I am representing 200 organisations united in Eurasian Harm Reduction Association and more broadly – а joint Rise and Decriminalize Movement. I speak on behalf of communities from Eastern Europe and Central Asia, the only region where the HIV epidemic is still growing.
Our region is unfortunately known for the lack of governmentally funded access to evidence-based responses among criminalised and stigmatized communities, such as harm reduction, in the largest countries of the region.
The region is also facing a war comparable in scale to World War II, causing death, loss of health and homes, human rights violations, and displacement of millions of ukrainians.
Across our region, people are criminalised or put in prison for drug use, sex work, sexual orientation, gender identity, HIV transmission or just living with HIV, or illegal migration. These laws drive people away from HIV prevention, testing, treatment, harm reduction, and care. Women who use drugs or live with HIV often have no access to protection, care, or shelter when facing gender-based violence.

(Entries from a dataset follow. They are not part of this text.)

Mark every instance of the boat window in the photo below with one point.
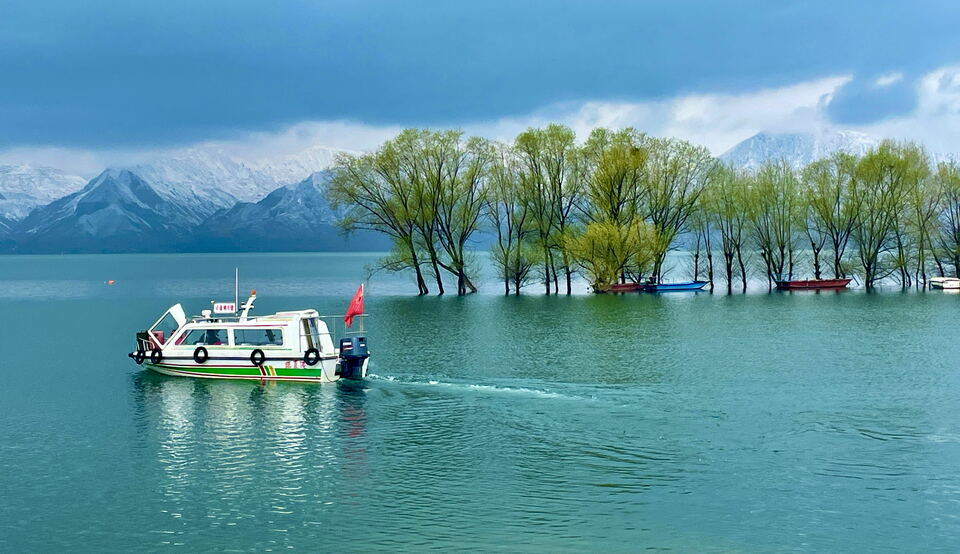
(211, 337)
(165, 328)
(314, 333)
(258, 337)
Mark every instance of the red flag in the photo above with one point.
(355, 308)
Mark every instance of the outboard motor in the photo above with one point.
(353, 356)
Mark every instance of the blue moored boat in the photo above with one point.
(674, 287)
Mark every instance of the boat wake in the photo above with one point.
(474, 387)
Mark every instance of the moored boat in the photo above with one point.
(944, 283)
(675, 287)
(624, 287)
(807, 284)
(227, 343)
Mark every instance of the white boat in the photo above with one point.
(944, 283)
(222, 344)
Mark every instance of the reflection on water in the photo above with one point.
(766, 422)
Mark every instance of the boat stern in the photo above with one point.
(353, 358)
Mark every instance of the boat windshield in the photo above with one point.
(259, 337)
(311, 333)
(165, 328)
(212, 337)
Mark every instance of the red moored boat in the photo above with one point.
(813, 284)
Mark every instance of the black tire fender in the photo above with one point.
(200, 355)
(311, 356)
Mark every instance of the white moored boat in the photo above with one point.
(944, 283)
(285, 346)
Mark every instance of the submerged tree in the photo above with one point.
(881, 184)
(773, 207)
(509, 215)
(606, 250)
(551, 175)
(373, 194)
(675, 177)
(425, 190)
(831, 207)
(948, 178)
(726, 204)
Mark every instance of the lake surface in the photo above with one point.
(692, 422)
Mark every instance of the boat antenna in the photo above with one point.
(236, 290)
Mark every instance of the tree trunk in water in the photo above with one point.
(710, 267)
(816, 260)
(743, 270)
(547, 262)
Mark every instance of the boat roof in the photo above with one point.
(279, 318)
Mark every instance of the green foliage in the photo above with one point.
(606, 251)
(614, 205)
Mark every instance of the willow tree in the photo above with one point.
(461, 201)
(606, 250)
(509, 215)
(615, 162)
(948, 177)
(882, 182)
(423, 188)
(831, 207)
(373, 193)
(773, 208)
(552, 181)
(925, 202)
(725, 203)
(613, 165)
(674, 178)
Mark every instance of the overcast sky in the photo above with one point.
(91, 82)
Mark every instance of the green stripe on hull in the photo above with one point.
(236, 372)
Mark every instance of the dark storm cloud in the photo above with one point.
(863, 101)
(105, 73)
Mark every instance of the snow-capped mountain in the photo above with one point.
(118, 211)
(199, 169)
(798, 149)
(294, 217)
(24, 187)
(160, 205)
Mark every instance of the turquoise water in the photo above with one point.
(765, 422)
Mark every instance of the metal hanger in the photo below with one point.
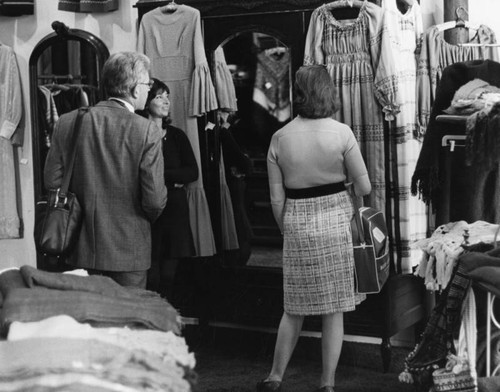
(170, 7)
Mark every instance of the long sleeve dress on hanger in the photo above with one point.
(437, 54)
(11, 135)
(359, 59)
(406, 32)
(173, 42)
(224, 84)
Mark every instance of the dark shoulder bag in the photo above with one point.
(58, 216)
(371, 248)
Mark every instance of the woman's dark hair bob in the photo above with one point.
(315, 94)
(158, 88)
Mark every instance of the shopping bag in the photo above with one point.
(371, 250)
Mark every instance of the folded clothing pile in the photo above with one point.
(67, 332)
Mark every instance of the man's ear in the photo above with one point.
(134, 92)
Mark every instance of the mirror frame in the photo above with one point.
(61, 34)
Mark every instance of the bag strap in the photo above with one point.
(69, 171)
(357, 214)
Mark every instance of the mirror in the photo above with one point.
(65, 71)
(260, 67)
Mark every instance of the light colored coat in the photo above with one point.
(118, 180)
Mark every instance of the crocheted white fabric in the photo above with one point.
(442, 249)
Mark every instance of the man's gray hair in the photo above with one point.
(122, 72)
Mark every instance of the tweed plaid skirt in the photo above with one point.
(318, 260)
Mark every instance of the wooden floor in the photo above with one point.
(234, 360)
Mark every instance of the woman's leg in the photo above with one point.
(288, 335)
(331, 345)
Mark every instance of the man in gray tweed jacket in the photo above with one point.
(118, 174)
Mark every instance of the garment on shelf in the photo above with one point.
(443, 248)
(476, 193)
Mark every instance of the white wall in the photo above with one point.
(118, 31)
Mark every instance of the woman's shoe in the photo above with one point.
(326, 388)
(268, 386)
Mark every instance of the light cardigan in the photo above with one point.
(306, 153)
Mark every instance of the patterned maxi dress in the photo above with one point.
(173, 42)
(360, 61)
(406, 33)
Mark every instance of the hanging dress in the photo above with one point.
(406, 32)
(174, 44)
(11, 135)
(437, 54)
(360, 61)
(224, 84)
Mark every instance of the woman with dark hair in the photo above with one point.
(172, 238)
(309, 161)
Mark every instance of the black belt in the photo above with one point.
(315, 191)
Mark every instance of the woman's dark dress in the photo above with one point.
(171, 232)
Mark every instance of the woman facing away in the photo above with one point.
(172, 238)
(309, 161)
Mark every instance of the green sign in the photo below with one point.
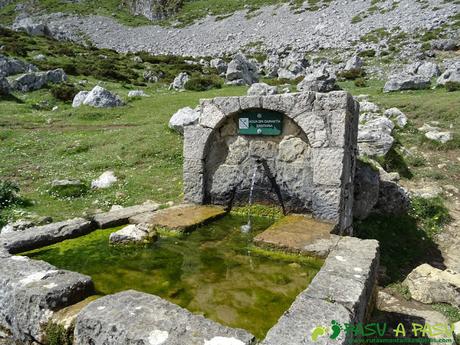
(260, 122)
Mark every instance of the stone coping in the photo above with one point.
(32, 292)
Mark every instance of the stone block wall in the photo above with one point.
(308, 168)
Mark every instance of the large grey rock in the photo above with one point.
(320, 80)
(241, 71)
(132, 317)
(32, 28)
(101, 98)
(79, 99)
(374, 137)
(428, 284)
(397, 116)
(44, 235)
(106, 180)
(406, 82)
(262, 89)
(31, 291)
(292, 66)
(220, 65)
(183, 117)
(36, 80)
(5, 87)
(179, 82)
(450, 75)
(10, 66)
(355, 63)
(139, 233)
(367, 184)
(121, 217)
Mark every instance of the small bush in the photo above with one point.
(452, 86)
(360, 82)
(431, 214)
(8, 194)
(203, 83)
(64, 92)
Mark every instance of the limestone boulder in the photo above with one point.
(150, 320)
(220, 65)
(402, 82)
(374, 137)
(241, 71)
(366, 191)
(319, 80)
(450, 75)
(5, 87)
(179, 82)
(428, 284)
(99, 97)
(183, 117)
(262, 89)
(106, 180)
(36, 80)
(397, 116)
(132, 234)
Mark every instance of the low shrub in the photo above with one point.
(452, 86)
(203, 83)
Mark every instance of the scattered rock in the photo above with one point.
(320, 80)
(68, 188)
(101, 98)
(179, 82)
(355, 63)
(139, 233)
(440, 137)
(262, 89)
(220, 65)
(5, 87)
(36, 80)
(374, 137)
(450, 75)
(397, 116)
(240, 71)
(183, 117)
(79, 99)
(366, 193)
(428, 284)
(107, 179)
(137, 93)
(406, 82)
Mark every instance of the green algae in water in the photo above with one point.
(211, 271)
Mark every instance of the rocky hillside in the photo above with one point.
(392, 29)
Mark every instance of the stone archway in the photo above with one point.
(326, 127)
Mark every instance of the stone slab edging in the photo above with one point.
(132, 317)
(341, 291)
(31, 291)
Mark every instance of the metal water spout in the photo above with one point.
(246, 228)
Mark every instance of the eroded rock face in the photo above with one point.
(428, 284)
(183, 117)
(240, 71)
(31, 291)
(150, 320)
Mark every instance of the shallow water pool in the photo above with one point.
(214, 271)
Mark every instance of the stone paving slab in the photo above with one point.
(31, 291)
(294, 233)
(121, 217)
(40, 236)
(183, 218)
(132, 317)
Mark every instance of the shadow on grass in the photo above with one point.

The same region is experiencing unprecedented shrinking civic space and attacks on community-led organisations. We are facing the expansion of so-called anti-drug propaganda laws, anti-homo propaganda laws, foreign agent laws, and “undesirable organisation” designations. These measures are dismantling organisations that provide lifesaving services, monitor programmes, and hold governments accountable.
In this region community are leading HIV response on the local and national level filling gaps and connecting medical interventions to people.
I have the honor of speaking on behalf of strong, capable, and united communities of people who use drugs, sex workers, LGBTIQ+ people, women living with HIV, adolescents and young people, migrants, and people in prison.
Our central message is simple: we cannot end AIDS while criminalising the people most affected by it and the organisations that support them. We need explicit protection of civil society space in EECA and a commitment to repealing laws that label communities as threats.
Community leadership is not optional. Community-led services, monitoring, and advocacy must be recognised as integral components of national health systems, and community-led organisations must receive sustainable funding. Key populations and affected communities must be meaningfully involved in decision-making at every level.
You cannot end AIDS while silencing communities. Ending AIDS by 2030 requires decriminalisation, protection of human rights, defence of civic space, and investment in the communities already leading the response.